Patients receiving newer-generation drug-eluting stents have similar rates of death or spontaneous myocardial infarction than those receiving contemporary bare-metal stents, but the rate of repeat revascularization is lower with the use of drug-eluting stents. These findings come from the NORSTENT trial that was presented at the ESC Congress 2016 in Rome, Italy, and simultaneously published in The New England Journal of Medicine. “The study was conducted in the setting of real-world patient care, which supports the generalizability of the results,” highlight the NORSTENT investigators.

Credit: Stocktrek Images/Getty

Previous studies had shown that drug-eluting stents were more effective in the prevention of restenosis than bare-metal stents. However, new bare-metal stents have been developed with improved stent design, different metal composition, and thinner struts. In addition, newer-generation drug-eluting stents might reduce the rate of stent thrombosis, myocardial infarction, and death compared with first-generation devices. However, the trials comparing the newer drug-eluting stents with contemporary bare-metal stents so far have had limited generalizability and statistical power.

Bønaa and colleagues designed the multicentre, randomized NORSTENT trial to compare the long-term effectiveness of second-generation drug-eluting stents with newer-generation bare-metal stents.
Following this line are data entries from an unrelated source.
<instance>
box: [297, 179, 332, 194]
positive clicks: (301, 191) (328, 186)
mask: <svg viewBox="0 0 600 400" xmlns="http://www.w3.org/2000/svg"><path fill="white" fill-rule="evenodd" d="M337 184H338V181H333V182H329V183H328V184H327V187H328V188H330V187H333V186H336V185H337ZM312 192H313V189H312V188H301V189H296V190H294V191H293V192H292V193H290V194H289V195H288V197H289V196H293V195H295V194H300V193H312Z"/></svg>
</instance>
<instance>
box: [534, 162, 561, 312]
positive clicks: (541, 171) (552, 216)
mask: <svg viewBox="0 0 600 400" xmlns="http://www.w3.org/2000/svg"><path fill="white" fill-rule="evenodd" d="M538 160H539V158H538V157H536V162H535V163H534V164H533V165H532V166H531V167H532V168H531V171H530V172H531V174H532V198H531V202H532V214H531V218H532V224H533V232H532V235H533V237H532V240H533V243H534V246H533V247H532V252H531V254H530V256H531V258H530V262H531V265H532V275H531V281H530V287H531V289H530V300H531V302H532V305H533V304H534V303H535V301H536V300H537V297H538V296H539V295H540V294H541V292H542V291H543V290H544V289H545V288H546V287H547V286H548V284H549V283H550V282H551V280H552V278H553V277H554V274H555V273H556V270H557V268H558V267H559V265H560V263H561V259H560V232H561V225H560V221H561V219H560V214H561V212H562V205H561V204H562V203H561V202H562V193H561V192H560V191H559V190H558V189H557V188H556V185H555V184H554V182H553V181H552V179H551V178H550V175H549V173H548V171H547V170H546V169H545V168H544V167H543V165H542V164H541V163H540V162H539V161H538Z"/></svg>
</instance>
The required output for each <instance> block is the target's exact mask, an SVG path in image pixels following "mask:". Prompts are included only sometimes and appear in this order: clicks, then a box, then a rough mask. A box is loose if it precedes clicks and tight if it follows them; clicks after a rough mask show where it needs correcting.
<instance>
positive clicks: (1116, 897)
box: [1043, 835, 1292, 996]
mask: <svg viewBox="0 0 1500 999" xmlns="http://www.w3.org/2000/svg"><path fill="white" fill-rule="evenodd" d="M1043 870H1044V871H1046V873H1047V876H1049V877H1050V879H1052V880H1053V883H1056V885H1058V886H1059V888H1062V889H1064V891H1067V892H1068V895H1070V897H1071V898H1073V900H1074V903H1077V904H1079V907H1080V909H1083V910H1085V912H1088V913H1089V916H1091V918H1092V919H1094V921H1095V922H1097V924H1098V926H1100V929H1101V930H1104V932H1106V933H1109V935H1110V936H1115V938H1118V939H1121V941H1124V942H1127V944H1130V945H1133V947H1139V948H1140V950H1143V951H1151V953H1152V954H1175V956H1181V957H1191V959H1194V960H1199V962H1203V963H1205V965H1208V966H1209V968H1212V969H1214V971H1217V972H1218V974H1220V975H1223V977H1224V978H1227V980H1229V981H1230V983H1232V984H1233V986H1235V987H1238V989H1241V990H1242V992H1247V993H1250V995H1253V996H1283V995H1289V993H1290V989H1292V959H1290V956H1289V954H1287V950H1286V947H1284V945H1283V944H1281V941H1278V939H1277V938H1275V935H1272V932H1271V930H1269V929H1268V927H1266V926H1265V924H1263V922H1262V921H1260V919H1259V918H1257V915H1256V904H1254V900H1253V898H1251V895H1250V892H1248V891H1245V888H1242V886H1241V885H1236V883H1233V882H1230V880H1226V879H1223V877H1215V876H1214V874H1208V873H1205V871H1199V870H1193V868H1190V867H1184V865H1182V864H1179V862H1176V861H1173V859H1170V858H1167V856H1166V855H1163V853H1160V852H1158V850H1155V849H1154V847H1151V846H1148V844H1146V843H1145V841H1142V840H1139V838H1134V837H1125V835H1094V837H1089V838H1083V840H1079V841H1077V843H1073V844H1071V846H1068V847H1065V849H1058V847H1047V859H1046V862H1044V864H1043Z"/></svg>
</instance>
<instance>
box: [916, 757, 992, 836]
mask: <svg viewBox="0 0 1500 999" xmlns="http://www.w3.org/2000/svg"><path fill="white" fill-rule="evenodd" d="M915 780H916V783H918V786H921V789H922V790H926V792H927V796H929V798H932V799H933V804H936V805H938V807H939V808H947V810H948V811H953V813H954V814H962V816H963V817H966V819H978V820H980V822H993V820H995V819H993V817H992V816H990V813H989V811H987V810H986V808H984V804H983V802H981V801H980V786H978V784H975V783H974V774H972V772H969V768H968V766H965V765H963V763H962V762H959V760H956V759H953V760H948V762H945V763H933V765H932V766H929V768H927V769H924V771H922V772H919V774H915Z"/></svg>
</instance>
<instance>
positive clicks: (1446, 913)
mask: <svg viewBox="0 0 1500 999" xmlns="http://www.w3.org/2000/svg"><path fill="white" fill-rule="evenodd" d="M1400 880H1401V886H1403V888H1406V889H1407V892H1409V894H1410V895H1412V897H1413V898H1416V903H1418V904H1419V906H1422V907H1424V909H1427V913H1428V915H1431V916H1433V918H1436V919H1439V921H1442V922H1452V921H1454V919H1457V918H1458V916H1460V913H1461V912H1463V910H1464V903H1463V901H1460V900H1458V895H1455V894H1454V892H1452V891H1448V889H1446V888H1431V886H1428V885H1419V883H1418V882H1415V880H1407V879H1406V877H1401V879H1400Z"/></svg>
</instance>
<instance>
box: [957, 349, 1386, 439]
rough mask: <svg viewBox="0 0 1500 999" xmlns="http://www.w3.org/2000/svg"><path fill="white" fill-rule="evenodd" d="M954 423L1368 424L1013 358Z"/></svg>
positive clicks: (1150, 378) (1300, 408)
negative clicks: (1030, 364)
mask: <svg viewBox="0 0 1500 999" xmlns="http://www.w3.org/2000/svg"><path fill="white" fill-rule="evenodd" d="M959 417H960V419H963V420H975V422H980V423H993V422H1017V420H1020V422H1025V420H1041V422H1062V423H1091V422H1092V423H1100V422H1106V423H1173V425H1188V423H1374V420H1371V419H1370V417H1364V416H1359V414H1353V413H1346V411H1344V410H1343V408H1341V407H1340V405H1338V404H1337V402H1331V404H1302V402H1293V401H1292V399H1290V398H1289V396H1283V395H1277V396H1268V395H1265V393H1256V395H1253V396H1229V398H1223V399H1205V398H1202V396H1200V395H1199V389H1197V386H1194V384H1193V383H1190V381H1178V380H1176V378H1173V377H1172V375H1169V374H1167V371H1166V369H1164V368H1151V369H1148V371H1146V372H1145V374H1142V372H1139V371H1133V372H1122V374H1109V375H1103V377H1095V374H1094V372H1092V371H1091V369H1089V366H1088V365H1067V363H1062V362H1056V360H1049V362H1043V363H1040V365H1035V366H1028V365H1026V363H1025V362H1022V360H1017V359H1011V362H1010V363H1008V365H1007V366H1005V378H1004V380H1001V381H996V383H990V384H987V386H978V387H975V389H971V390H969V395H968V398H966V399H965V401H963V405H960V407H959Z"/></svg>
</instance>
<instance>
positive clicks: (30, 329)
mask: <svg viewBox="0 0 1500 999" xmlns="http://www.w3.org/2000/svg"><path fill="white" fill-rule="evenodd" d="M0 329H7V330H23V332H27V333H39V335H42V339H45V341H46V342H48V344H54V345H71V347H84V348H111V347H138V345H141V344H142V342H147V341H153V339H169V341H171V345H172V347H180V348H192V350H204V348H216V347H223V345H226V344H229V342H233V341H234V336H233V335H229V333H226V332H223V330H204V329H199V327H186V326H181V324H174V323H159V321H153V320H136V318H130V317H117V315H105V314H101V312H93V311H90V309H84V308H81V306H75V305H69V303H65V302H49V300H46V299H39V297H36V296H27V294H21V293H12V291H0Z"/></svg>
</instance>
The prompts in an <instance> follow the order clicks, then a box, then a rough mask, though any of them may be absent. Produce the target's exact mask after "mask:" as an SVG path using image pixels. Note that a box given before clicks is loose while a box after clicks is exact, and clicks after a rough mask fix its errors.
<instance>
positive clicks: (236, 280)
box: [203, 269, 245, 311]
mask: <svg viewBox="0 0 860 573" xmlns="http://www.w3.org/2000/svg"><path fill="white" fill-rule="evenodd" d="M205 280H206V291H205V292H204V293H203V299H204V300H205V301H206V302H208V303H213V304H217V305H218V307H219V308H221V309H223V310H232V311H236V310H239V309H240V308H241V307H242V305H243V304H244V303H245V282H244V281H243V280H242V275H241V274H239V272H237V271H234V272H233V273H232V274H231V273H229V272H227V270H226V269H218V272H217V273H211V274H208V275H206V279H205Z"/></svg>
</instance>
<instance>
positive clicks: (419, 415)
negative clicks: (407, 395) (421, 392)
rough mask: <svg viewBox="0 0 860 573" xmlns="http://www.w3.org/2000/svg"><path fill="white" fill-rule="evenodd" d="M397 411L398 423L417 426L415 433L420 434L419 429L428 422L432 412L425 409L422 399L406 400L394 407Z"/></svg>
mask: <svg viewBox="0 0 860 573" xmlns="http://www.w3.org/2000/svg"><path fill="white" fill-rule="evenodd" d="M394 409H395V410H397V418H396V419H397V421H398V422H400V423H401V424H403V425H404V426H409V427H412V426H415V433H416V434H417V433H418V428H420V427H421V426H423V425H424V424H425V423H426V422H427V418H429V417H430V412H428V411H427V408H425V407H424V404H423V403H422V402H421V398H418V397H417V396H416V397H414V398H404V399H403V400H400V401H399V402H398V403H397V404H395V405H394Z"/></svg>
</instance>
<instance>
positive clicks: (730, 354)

Eric Bates (University of Michigan Medical Center, USA) points out in an accompanying editorial that the NORSTENT trial was pragmatic, very inclusive, properly powered, inexpensive, and not sponsored by industry. “Each of these points makes this trial unique in coronary-stent research and sets new standards for subsequent studies,” explains Bates.

The trial included 72.5% (9,013) of all patients with stable or unstable coronary artery disease undergoing percutaneous coronary intervention who met the eligibility criteria during the 29-month enrolment period. The investigators randomly assigned the patients to receive contemporary drug-eluting stents (82.9% were everolimus-eluting stents and 13.1% zotarolimus-eluting stents) or contemporary bare-metal stents.

The results of this trial should increase confidence in choosing to implant bare-metal stents in selected patients

After a median of 5 years of follow-up, no significant differences were found between the two groups for the primary composite outcome of death from any cause or nonfatal spontaneous myocardial infarction, with a cumulative rate of 16.6% in the drug-eluting stent group versus 17.1% in the bare-metal stent group (HR 0.98, 95% CI 0.88–1.09; P = 0.66). No significant differences were detected in any of the individual end points of death from cardiac, vascular, or noncardiovascular causes, myocardial infarction, stroke, or hospitalization for unstable angina.

Newer-generation drug-eluting stents performed better than the newer-generation bare-metal stents for the secondary outcomes of repeat revascularization and stent thrombosis. The rates of any repeat revascularization were 16.5% for the drug-eluting stent group and 19.8% for the bare-metal stent group (HR 0.76, 95% CI 0.69–0.85; P <0.001), with rates of target-lesion revascularization of 5.3% and 10.3%, respectively (P <0.001). The rate of definite stent thrombosis was low in both groups, but was significantly lower in the group that received drug-eluting stents than in the bare-metal stent group (0.8% versus 1.2%; P = 0.0498).

“The results of this important trial should increase confidence in choosing to implant bare-metal stents in selected patients if clinical indications favour that decision and should support guideline recommendations endorsing that option,” concludes Bates in his editorial.